Vanden Brook and Locker wrote a highly critical story about Pentagon information operations in general, and Leonie Industries in particular, last February. As he was reporting the story, Vanden Brook realized that someone had registered TomVandenBrook.com, established a Twitter account in his name, and begun editing his Wikipedia page to highlight an erroneous report he filed about survivors of the Sago Mine disaster in West Virginia in 2006—an error that virtually every other news outlet covering the incident made at the same time, since it was sourced to false information provided by the governor. Locker got similar treatment.
USA Today reported on the campaign last month, but declined to name Leonie Industries as the guilty party, citing only "Pentagon contractors." I published a subsequent story naming Leonie.
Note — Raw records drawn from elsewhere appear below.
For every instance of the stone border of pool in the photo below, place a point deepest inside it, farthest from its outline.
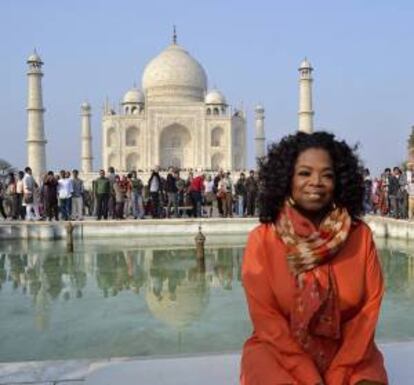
(220, 369)
(90, 229)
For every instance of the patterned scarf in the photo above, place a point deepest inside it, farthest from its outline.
(315, 317)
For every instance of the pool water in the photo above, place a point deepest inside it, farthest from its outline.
(106, 300)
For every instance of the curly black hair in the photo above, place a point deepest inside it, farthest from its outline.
(277, 167)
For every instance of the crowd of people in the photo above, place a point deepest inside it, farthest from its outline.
(389, 195)
(64, 196)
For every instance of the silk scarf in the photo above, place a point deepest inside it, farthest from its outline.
(315, 317)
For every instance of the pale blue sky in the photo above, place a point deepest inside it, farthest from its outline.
(361, 52)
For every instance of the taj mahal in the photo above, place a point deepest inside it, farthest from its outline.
(173, 120)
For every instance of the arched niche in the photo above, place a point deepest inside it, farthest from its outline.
(217, 137)
(111, 137)
(131, 136)
(237, 137)
(131, 162)
(113, 161)
(217, 161)
(175, 146)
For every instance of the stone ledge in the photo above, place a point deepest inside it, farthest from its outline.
(90, 229)
(222, 369)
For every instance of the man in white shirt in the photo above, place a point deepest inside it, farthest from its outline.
(65, 190)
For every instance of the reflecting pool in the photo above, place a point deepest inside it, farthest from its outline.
(106, 300)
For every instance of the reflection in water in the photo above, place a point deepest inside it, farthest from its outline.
(176, 284)
(166, 274)
(157, 292)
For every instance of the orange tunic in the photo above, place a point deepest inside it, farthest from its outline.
(271, 356)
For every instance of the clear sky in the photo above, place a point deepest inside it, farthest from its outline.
(361, 52)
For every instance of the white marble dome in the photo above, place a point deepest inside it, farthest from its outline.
(305, 64)
(133, 96)
(174, 75)
(85, 106)
(34, 58)
(215, 97)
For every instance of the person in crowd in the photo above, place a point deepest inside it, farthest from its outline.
(375, 195)
(181, 185)
(120, 189)
(154, 184)
(367, 191)
(102, 191)
(251, 194)
(410, 192)
(21, 210)
(398, 198)
(217, 180)
(29, 185)
(171, 190)
(111, 199)
(311, 272)
(226, 194)
(128, 195)
(11, 192)
(383, 204)
(209, 195)
(2, 193)
(38, 207)
(241, 194)
(77, 196)
(65, 190)
(196, 194)
(137, 188)
(50, 194)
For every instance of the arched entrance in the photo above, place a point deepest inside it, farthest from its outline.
(175, 147)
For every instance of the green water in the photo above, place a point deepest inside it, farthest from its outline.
(108, 300)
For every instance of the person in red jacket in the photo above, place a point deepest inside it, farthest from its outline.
(311, 273)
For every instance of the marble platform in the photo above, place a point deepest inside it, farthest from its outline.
(92, 229)
(220, 369)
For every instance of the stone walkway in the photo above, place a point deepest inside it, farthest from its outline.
(200, 370)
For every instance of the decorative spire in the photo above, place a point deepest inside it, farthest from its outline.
(174, 35)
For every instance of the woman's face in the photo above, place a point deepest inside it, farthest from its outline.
(313, 180)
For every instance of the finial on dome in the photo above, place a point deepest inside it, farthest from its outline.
(174, 35)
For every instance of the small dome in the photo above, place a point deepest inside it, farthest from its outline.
(134, 95)
(34, 58)
(174, 75)
(259, 108)
(305, 64)
(215, 97)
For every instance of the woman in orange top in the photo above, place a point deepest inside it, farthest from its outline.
(310, 271)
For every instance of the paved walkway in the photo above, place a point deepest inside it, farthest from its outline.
(224, 370)
(220, 369)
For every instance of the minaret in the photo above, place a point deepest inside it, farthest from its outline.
(305, 97)
(36, 141)
(86, 156)
(260, 134)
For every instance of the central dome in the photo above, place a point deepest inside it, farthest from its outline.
(174, 75)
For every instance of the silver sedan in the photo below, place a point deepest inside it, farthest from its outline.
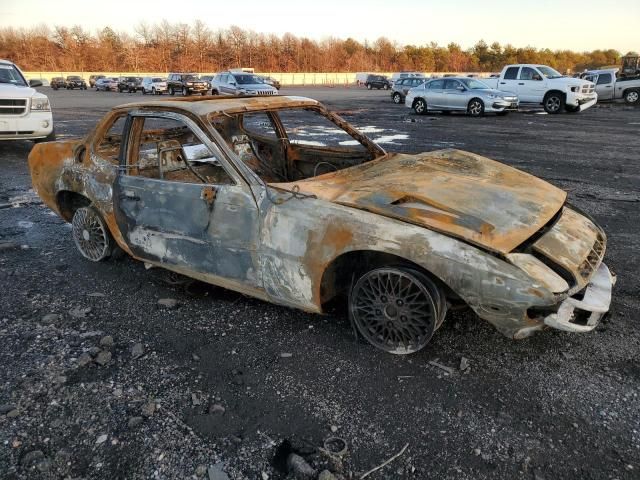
(460, 94)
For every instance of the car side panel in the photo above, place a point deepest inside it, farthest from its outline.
(301, 237)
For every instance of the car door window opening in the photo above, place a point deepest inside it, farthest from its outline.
(167, 149)
(286, 145)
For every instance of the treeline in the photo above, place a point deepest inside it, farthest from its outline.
(165, 47)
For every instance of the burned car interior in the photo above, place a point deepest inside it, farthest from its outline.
(287, 145)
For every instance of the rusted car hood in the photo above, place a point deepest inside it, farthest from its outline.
(464, 195)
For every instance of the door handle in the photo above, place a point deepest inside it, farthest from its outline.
(129, 196)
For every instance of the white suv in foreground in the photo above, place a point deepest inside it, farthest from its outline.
(24, 112)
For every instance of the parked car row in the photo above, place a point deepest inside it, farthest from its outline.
(70, 83)
(224, 83)
(517, 85)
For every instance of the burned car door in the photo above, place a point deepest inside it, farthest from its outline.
(180, 204)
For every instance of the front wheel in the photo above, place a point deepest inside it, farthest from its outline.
(553, 103)
(91, 235)
(420, 106)
(396, 309)
(49, 138)
(632, 97)
(475, 107)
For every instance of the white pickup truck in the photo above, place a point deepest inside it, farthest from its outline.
(24, 112)
(542, 85)
(611, 87)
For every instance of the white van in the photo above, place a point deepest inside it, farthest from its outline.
(24, 112)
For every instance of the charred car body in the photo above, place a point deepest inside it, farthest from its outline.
(238, 192)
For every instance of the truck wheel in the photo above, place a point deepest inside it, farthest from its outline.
(420, 106)
(475, 107)
(91, 234)
(632, 97)
(49, 138)
(553, 102)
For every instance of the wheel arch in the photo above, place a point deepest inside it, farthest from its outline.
(69, 201)
(347, 267)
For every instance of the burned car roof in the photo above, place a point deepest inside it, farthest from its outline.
(214, 104)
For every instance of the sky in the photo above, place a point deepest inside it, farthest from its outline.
(579, 25)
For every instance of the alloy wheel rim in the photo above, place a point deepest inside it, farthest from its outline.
(553, 103)
(475, 108)
(393, 311)
(89, 234)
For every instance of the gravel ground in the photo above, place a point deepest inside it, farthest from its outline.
(113, 371)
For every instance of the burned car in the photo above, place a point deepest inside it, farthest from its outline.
(278, 198)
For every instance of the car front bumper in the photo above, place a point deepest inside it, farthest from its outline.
(33, 125)
(583, 315)
(500, 105)
(581, 100)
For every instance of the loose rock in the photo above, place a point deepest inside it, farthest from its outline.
(103, 357)
(51, 318)
(6, 408)
(84, 360)
(148, 408)
(326, 475)
(32, 457)
(134, 422)
(137, 350)
(168, 303)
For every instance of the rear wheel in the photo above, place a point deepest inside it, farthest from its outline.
(91, 235)
(475, 107)
(396, 309)
(553, 102)
(632, 97)
(420, 106)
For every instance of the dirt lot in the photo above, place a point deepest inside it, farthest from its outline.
(219, 380)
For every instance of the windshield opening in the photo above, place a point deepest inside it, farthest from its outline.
(10, 74)
(248, 79)
(549, 72)
(473, 84)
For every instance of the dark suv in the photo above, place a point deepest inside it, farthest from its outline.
(129, 84)
(74, 81)
(57, 82)
(377, 81)
(93, 79)
(187, 83)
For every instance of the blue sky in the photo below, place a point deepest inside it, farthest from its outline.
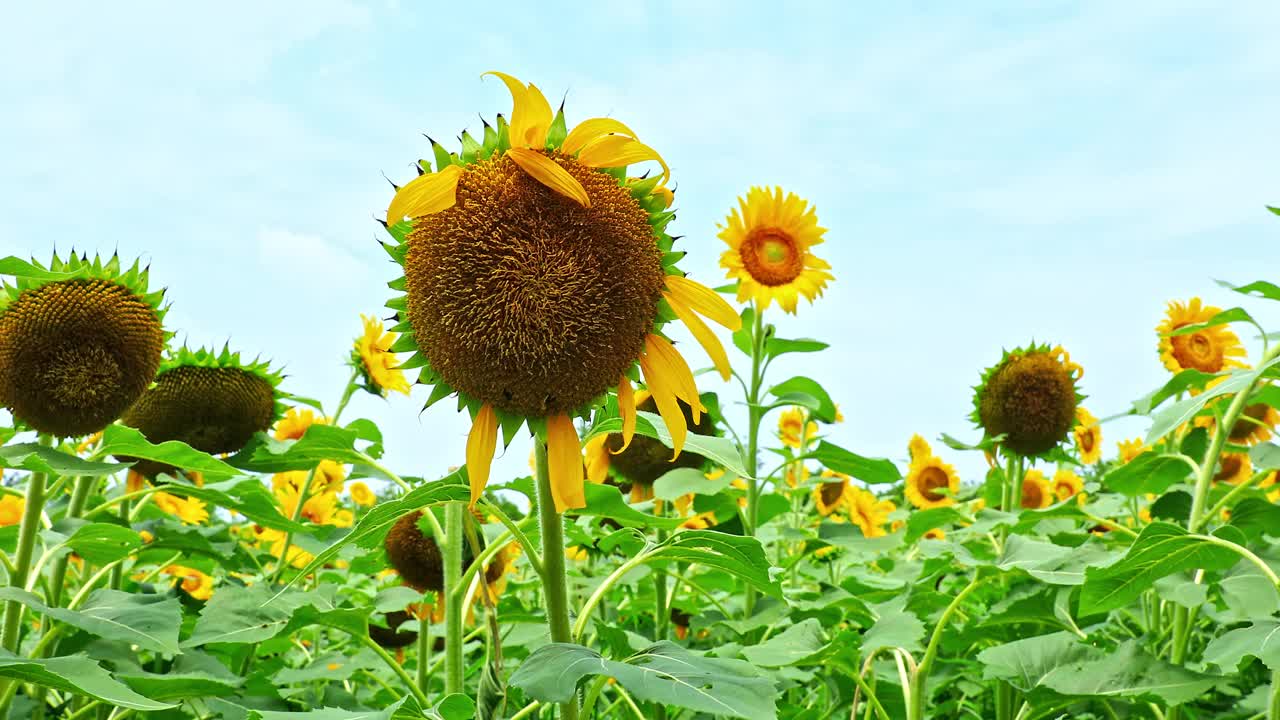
(988, 172)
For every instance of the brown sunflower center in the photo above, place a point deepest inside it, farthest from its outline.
(521, 297)
(772, 256)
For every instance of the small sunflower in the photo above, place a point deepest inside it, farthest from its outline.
(1211, 350)
(80, 342)
(1029, 397)
(1088, 436)
(1065, 484)
(1036, 490)
(374, 360)
(769, 240)
(538, 278)
(211, 401)
(924, 481)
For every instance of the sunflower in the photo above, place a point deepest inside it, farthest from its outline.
(214, 402)
(1036, 490)
(1210, 350)
(1088, 436)
(536, 279)
(80, 342)
(1065, 484)
(374, 360)
(1029, 397)
(924, 481)
(769, 240)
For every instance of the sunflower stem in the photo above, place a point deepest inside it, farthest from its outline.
(554, 584)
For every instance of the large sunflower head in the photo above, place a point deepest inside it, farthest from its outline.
(769, 254)
(213, 401)
(1029, 397)
(80, 341)
(538, 277)
(1208, 350)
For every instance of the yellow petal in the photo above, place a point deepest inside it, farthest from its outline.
(704, 300)
(480, 445)
(589, 130)
(549, 173)
(666, 360)
(667, 406)
(616, 150)
(426, 195)
(702, 333)
(565, 463)
(627, 410)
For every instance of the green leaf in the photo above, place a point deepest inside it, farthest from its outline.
(807, 392)
(77, 674)
(150, 621)
(871, 470)
(663, 673)
(1162, 548)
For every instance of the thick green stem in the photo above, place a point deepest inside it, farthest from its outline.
(554, 583)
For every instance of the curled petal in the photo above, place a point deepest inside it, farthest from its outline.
(589, 130)
(426, 195)
(549, 173)
(480, 445)
(565, 463)
(704, 300)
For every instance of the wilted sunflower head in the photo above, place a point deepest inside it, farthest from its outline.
(536, 277)
(211, 401)
(80, 341)
(1029, 397)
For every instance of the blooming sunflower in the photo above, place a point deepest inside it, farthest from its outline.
(1210, 350)
(1088, 436)
(928, 475)
(538, 277)
(1036, 490)
(80, 342)
(1029, 397)
(211, 401)
(374, 360)
(769, 240)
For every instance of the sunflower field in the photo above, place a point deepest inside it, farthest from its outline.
(184, 536)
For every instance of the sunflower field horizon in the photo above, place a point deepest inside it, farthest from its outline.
(795, 364)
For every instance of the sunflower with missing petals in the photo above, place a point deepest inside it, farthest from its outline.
(538, 278)
(769, 254)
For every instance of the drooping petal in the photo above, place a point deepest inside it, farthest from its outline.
(704, 300)
(565, 463)
(666, 360)
(627, 411)
(617, 150)
(425, 195)
(549, 173)
(589, 130)
(702, 333)
(666, 401)
(480, 445)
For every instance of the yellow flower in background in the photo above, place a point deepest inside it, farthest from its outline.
(769, 240)
(1088, 436)
(10, 509)
(1210, 350)
(375, 361)
(361, 495)
(1065, 484)
(296, 422)
(1036, 490)
(927, 478)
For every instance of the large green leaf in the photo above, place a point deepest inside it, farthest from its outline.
(77, 674)
(150, 621)
(663, 673)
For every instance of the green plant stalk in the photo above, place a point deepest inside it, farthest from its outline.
(31, 514)
(554, 584)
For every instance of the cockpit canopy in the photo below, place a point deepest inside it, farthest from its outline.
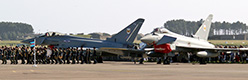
(49, 34)
(160, 30)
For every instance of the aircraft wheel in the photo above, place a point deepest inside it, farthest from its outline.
(99, 60)
(141, 61)
(166, 61)
(203, 61)
(159, 61)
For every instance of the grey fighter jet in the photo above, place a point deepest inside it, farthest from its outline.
(119, 44)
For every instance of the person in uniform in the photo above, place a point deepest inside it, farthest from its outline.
(12, 53)
(64, 55)
(38, 52)
(60, 54)
(74, 55)
(44, 53)
(21, 53)
(55, 50)
(1, 52)
(68, 54)
(52, 56)
(94, 56)
(88, 56)
(17, 55)
(82, 55)
(77, 56)
(4, 56)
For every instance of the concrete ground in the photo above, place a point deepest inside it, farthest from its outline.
(110, 70)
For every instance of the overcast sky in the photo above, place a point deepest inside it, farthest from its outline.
(111, 16)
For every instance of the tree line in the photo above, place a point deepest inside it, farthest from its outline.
(217, 28)
(14, 31)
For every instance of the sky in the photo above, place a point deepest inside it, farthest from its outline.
(111, 16)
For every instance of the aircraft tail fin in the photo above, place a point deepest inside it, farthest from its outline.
(128, 34)
(203, 31)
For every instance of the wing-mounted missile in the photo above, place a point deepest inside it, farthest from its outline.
(40, 40)
(164, 44)
(166, 39)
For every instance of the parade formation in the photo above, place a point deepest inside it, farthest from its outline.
(46, 55)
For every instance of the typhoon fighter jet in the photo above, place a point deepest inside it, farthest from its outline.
(119, 44)
(166, 43)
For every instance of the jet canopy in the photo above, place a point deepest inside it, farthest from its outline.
(53, 34)
(160, 30)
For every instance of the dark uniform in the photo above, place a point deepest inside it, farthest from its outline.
(60, 55)
(74, 55)
(77, 56)
(94, 56)
(68, 55)
(88, 56)
(4, 56)
(12, 55)
(39, 53)
(82, 55)
(21, 53)
(64, 55)
(28, 54)
(43, 55)
(56, 55)
(17, 55)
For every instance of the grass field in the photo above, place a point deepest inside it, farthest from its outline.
(215, 42)
(229, 42)
(9, 43)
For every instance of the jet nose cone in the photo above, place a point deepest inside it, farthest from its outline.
(27, 41)
(148, 39)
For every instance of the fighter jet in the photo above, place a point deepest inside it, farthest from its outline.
(166, 43)
(119, 44)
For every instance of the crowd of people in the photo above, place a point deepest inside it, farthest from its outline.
(223, 57)
(44, 55)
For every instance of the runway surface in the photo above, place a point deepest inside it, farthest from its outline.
(110, 70)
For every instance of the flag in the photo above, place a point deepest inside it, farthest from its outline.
(32, 44)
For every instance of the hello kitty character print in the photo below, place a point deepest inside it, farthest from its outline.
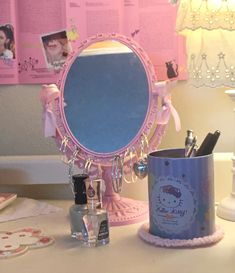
(172, 206)
(170, 196)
At the time, a spokesman for Chidiac didn't directly address the charge.
Interestingly, in his statement Chidiac took responsibility only for establishing the web sites, and claims that the forums associated with those sites—which were rife with criticism of Locker and Venden Brook—were full of "immature and irrelevant rhetoric by unknown users." Likewise, Chidiac's attorney told USA Today that the Twitter accounts and Wikipedia editing were the work of unnamed persons with "absolutely no relationship or connection with Leonie Industries." That seems like an effort to take responsibility for creating the sites themselves but not for the potentially defamatory commentary contained on those sites.
Update: We received the following email from Phalanx PR:
Hi John,
Your recent story with the headline "Propaganda Contractor Admits to Running Smear Campaign Against USA Today Reporters" is wrong and we need you to fix it please. At no point did Mr. Chidiac admit to running a smear campaign. He simply setup a site that reposted the reporters stories. I simply don't see how that is a smear. I realize there were posts on the site that were not positive, but Mr. Chidiac did not make those. There are plenty of posts on your site about him, I assume you did not make those personally. That is just the way of the internet, please change your headline as it currently is misleading and libelous.